On November 05, 2021 the Ministry of Law and Justice issued a circular placing the Draft Mediation Bill, 2021 dated October 29, 2021 in public domain, inviting comments and suggestions from all stakeholders.

The Bill aims to facilitate and promote mediation in India, particularly institutional mediation for the resolution of disputes, encourage community mediation, and make online mediation an acceptable and cost-effective process. It proposes to bring about a standalone law on mediation and contemplates the international practice of using the terms ‘conciliation’ and ‘mediation’ interchangeably as India is a signatory to the Singapore Convention on Mediation. This blog aims to provide a brief analysis of the Bill, highlighting some of its significant provisions and the gaps that exist in the legislation which require further deliberation.

Mediation is a form of alternative dispute resolution (ADR), where parties attempt to settle their dispute (outside courts) with the assistance of an independent third person (mediator).  The Bill seeks to promote mediation (including online mediation), and provide for enforcement of settlement agreements resulting from mediation.  The Bill will apply to mediation proceedings conducted in India where: (i) all parties reside in, are incorporated in, or have their place of business in India, (ii) the mediation agreement states that mediation will be as per this Bill, or (iii) there is an international mediation (i.e., mediation related to a commercial dispute where at least one party is a foreign government, a foreign national/resident, or an entity with its place of business outside India).  In these cases, if the central or state government is a party, the Bill will only apply to: (a) commercial disputes, and (b) other disputes as notified by such government. Some key features of the Bill include:

Pre-litigation mediation: In case of civil or commercial disputes, a person must try to settle the dispute by mediation before approaching any court or certain tribunals as notified.  Even if the parties fail to reach a settlement through pre-litigation mediation, the court or tribunal may at any stage of the proceedings refer the parties to mediation if they request for the same.

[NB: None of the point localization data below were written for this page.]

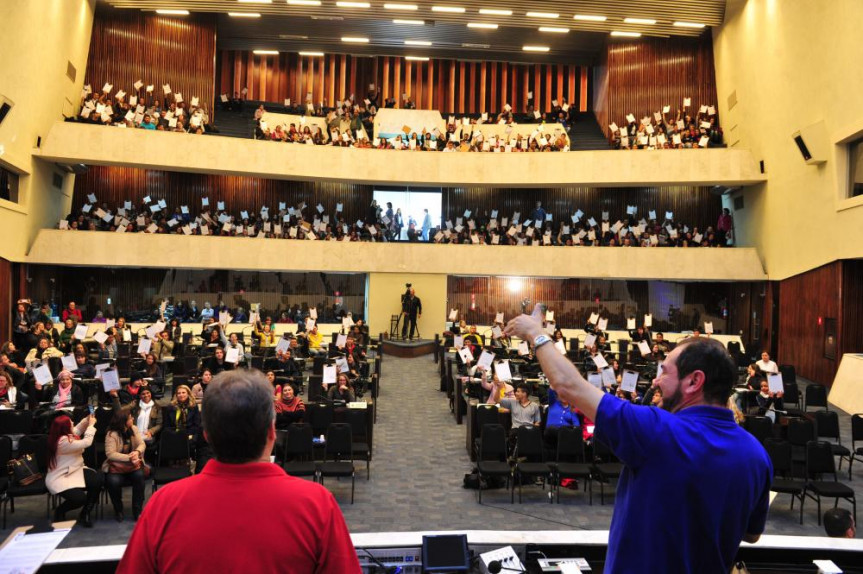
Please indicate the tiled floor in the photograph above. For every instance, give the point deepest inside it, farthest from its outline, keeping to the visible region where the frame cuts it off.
(416, 481)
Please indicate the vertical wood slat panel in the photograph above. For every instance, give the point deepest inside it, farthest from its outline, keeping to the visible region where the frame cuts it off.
(127, 45)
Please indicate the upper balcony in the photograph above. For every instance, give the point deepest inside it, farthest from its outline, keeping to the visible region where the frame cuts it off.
(71, 143)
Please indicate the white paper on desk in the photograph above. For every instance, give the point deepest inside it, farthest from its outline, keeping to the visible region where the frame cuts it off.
(643, 348)
(485, 360)
(43, 374)
(599, 361)
(144, 346)
(80, 332)
(329, 374)
(232, 355)
(27, 553)
(629, 380)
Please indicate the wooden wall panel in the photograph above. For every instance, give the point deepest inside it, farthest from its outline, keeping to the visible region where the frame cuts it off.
(803, 300)
(129, 45)
(476, 87)
(115, 185)
(692, 206)
(646, 74)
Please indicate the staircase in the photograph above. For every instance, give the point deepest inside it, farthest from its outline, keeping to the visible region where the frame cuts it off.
(585, 133)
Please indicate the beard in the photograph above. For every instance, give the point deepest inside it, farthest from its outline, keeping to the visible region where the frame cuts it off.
(670, 402)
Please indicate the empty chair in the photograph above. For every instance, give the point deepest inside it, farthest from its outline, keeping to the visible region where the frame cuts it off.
(528, 446)
(491, 456)
(819, 462)
(299, 451)
(569, 460)
(779, 452)
(339, 455)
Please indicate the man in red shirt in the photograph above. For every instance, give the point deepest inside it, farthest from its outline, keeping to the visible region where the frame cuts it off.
(242, 513)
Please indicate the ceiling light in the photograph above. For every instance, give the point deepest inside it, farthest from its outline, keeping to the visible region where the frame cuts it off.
(589, 18)
(639, 21)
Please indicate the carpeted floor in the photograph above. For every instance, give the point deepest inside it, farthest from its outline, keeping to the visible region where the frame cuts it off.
(416, 480)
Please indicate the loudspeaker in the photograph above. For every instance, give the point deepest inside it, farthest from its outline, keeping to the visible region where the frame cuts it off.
(812, 143)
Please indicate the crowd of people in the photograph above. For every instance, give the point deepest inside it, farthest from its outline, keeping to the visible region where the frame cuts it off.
(382, 224)
(660, 131)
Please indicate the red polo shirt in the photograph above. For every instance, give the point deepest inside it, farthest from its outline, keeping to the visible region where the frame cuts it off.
(241, 518)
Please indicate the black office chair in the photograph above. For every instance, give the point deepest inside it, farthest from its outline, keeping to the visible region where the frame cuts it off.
(819, 462)
(172, 462)
(492, 456)
(338, 455)
(528, 446)
(299, 451)
(779, 452)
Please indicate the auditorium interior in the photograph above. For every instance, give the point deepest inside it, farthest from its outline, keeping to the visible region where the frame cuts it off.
(741, 219)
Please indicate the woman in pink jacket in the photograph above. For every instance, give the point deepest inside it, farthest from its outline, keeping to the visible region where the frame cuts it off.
(68, 477)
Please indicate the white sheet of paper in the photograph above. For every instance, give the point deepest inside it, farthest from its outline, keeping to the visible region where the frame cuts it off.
(629, 380)
(329, 374)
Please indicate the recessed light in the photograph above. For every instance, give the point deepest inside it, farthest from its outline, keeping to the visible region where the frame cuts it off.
(639, 21)
(589, 18)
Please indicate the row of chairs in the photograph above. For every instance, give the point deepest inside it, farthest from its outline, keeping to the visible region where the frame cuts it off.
(529, 462)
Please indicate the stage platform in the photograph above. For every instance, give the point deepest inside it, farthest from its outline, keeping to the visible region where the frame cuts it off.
(408, 349)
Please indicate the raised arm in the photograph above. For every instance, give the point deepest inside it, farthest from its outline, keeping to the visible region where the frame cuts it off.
(562, 374)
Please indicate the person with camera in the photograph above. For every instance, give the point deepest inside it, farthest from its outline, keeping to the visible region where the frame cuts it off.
(412, 309)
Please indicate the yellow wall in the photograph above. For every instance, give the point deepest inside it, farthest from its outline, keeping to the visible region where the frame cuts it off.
(385, 291)
(38, 38)
(793, 63)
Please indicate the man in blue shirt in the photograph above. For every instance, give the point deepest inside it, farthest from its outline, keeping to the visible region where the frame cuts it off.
(694, 483)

Mediation process: Mediation proceedings will be confidential.  A party may withdraw from mediation after the first two mediation sessions.  The mediation process must be completed within 180 days (even if the parties fail to arrive at an agreement), which may be extended by another 180 days by the parties.  In case of court annexed mediation (i.e., mediation conducted at a mediation centre established by any court or tribunal), the process must be conducted in accordance with directions or rules framed by the Supreme Court or High Courts.

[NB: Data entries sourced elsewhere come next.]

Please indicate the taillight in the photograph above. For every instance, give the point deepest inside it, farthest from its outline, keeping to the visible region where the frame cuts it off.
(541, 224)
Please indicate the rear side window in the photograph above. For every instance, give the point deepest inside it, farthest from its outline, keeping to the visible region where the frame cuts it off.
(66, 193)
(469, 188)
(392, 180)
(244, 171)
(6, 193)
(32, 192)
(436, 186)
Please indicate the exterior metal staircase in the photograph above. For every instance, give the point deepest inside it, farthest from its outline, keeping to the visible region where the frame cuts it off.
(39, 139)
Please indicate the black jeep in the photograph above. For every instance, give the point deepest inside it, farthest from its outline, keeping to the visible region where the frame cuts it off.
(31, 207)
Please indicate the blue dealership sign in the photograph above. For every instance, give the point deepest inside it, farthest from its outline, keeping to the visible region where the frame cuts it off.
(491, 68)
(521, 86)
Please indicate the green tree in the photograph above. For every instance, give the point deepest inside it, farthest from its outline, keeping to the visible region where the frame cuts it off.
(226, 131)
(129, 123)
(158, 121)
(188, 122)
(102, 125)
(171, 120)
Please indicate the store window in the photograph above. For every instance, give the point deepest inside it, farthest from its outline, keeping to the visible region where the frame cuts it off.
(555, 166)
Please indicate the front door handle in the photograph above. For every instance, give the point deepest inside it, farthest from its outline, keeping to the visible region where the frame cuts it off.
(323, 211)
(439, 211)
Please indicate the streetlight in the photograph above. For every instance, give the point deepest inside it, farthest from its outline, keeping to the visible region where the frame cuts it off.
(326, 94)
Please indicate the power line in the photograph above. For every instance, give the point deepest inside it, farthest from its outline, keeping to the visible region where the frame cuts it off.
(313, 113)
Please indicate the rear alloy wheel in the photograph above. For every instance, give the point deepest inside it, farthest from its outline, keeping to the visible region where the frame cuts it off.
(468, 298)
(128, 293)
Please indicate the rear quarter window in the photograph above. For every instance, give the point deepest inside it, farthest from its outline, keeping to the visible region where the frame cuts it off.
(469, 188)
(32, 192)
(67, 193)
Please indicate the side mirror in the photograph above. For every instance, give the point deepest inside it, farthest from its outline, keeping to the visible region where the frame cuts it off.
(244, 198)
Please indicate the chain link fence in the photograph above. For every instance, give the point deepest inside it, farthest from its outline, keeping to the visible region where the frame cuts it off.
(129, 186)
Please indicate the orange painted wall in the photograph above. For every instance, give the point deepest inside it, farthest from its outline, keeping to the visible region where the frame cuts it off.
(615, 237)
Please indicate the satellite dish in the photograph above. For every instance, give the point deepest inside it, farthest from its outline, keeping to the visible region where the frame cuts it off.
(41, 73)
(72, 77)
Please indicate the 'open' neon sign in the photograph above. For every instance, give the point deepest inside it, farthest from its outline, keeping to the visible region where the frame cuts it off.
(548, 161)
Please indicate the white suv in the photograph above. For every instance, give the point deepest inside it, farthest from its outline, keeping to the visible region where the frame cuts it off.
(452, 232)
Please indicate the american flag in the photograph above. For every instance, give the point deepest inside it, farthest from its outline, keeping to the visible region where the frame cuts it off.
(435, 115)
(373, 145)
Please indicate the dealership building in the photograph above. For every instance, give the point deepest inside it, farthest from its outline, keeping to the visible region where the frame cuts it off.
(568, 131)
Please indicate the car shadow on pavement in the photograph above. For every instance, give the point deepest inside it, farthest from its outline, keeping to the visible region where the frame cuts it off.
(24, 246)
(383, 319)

Mediators: Mediators only assist the parties to settle their dispute, and cannot impose a settlement on the them.  Mediators may be appointed by: (i) the parties by agreement, or (ii) a mediation service provider (an institution administering mediation).  Mediators must disclose any conflict of interest that may raise doubts on their independence.  Parties may then choose to replace the mediator.

Mediation Council of India: The central government will establish the Mediation Council of India.  The Council will consist of a chairperson, two full-time members (with experience in mediation or ADR), three ex-officio members (including Secretaries in the Ministries of Law and Justice and Finance), and one part-time member (from an industry body).  Functions of the Council include: (i) registration of mediators, and (ii) recognising mediation service providers and mediation institutes (providing training, education and certification of mediators).

Mediated settlement agreement: Agreements resulting from mediation must be in writing, signed by the parties and authenticated by the mediator.  Such agreements will be final, binding, and enforceable in the same manner as court judgments (except agreements arrived at after community mediation).  Mediated settlement agreements (besides those arrived at in court referred mediation or by Lok Adalat or Permanent Lok Adalat) may be challenged only on grounds of: (i) fraud, (ii) corruption, (iii) impersonation, or (iv) relating to disputes not fit for mediation.

Community mediation: Community mediation may be attempted to resolve disputes likely to affect the peace and harmony amongst residents of a locality.  It will be conducted by a panel of three mediators (may include persons of standing in the community, and representatives of RWAs).

The Bill places international mediation in the part dealing with domestic mediation being conducted in India, which will result in these settlements losing the benefit of the Singapore Convention for enforcement of commercial mediation settlements across the world. Hence, the parties in such cases would prefer to mediate their disputes out of India, and our hopes to build a robust capacity to handle such disputes will come to naught. In conclusion, mediation, being the cheapest and simplest option available to the public at large, can be described as a tool of social justice. A separate legislation for mediation and rules will indubitably address most concerns around the mediation process and pave the way for making mediation the first-stop dispute resolution method for domestic and cross-border disputes. In addition to the reforms discussed above, a great deal of shift in mindset of stakeholders, awareness about the process, and redefining our approach to mediation is essential for growth and sustainability of the mediation practice in India.